Resource Management in Heterogeneous Computing

Heterogeneous computing uses more than one kind of processor and memory to achieve best performance and energy efficiency. The emerging non-volatile memory-based system is an example. Resource management in heterogeneous computing in our research includes data movement and placement in emerging architectures, and massive thread-level parallelism management on GPU.



Efficient Training and Deployment of Machine Learning on Distributed and Parallel Systems

We study how to improve performance and energy efficiency of machine learning workloads (including training and inference), and how to make machine learning approachable by regular users (personalized machine learning).


  • Performance optimization and modeling for large-scale machine learning training
  • Learning on resource-constrained devices (e.g., mobile phones)

Representative publications:

  • [IPDPS’19] Jiawen Liu, Dong Li, Gokcen Kestor, and Jeffrey Vetter. Runtime Concurrency Control and Operation Scheduling for High Performance Neural Network Training. In 33rd IEEE International Parallel and Distributed Processing Symposium.
  • [ICPADS’19] Jie Liu, Jiawen Liu, Zhen Xie, and Dong Li. Performance Analysis and Characterization of Training Deep Learning Models on Mobile Devices. In 25th IEEE International Conference on Parallel andDistributed Systems. 
  • [MICRO’18] Jiawen Liu, Hengyu Zhao, Matheus Ogleari, Dong Li, and Jishen Zhao. Processing-in-Memory for Energy-efficient Neural Network Training: A Heterogeneous Approach. In 51s IEEE/ACM International Symposium on Microarchitecture.

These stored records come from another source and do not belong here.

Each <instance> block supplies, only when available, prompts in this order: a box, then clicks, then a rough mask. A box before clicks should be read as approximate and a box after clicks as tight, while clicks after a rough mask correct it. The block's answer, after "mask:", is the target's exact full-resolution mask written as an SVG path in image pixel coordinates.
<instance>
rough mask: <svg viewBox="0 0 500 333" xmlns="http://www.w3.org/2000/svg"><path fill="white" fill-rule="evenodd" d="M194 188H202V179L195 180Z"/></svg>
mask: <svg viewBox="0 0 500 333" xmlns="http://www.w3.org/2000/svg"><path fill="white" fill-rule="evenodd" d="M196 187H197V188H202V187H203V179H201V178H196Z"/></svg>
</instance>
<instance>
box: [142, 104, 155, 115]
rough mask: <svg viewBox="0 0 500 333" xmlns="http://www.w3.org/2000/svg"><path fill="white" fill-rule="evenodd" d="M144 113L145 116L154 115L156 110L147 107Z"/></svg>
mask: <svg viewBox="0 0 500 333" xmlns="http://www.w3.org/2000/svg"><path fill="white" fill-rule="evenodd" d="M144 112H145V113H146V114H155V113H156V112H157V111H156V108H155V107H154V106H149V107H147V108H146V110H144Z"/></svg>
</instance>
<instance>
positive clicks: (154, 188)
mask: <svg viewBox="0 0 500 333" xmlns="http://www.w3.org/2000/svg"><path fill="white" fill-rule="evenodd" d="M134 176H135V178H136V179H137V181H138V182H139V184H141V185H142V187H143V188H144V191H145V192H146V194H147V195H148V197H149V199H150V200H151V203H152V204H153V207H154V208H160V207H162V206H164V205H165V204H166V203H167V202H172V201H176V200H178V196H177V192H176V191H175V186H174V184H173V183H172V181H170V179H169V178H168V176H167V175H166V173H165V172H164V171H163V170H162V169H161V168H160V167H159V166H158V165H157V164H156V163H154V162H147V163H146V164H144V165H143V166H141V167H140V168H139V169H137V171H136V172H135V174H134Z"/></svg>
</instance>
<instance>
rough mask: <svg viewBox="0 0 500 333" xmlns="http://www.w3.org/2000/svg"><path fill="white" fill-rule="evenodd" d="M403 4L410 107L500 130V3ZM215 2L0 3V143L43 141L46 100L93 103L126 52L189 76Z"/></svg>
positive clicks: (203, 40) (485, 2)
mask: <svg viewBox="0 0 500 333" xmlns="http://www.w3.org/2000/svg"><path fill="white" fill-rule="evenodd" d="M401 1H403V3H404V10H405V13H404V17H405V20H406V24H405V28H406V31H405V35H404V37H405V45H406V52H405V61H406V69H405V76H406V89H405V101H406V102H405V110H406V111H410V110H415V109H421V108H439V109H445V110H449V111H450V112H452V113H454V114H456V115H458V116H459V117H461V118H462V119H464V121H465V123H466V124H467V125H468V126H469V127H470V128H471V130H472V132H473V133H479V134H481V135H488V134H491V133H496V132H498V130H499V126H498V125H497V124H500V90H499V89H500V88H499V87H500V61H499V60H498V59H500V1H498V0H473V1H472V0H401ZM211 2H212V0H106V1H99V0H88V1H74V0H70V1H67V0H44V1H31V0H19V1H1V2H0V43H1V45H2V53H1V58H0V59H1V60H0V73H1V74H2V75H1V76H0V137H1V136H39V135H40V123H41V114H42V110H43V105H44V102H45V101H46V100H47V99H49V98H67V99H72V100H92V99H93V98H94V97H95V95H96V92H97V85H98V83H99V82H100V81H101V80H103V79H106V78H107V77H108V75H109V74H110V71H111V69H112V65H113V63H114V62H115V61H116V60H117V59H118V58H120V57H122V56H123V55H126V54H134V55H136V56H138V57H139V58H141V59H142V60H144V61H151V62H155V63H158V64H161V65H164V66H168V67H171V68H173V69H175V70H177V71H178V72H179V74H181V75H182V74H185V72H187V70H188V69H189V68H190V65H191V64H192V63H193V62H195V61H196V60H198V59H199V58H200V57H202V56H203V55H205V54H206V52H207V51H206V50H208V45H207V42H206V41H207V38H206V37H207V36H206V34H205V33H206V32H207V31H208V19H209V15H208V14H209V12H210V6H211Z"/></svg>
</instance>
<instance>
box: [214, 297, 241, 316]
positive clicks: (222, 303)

Scientific Machine Learning

We study how to enhance the usability of machine learning models on scientific HPC applications.

Representative publications:

  • [SC’19] Wenqian Dong, Jie Liu, Zhen Xie, Dong Li. Adaptive Neural Network-Based Approximation to Accelerate Eulerian Fluid Simulation. In 31st ACM/IEEE International Conference for High Performance Computing, Networking, Storage and Analysis.


Fault Tolerance in Large-Scale Parallel Systems

We study how to make the large scale parallel systems survive potential hardware failures and software errors without sacrificing system efficiency and effectiveness.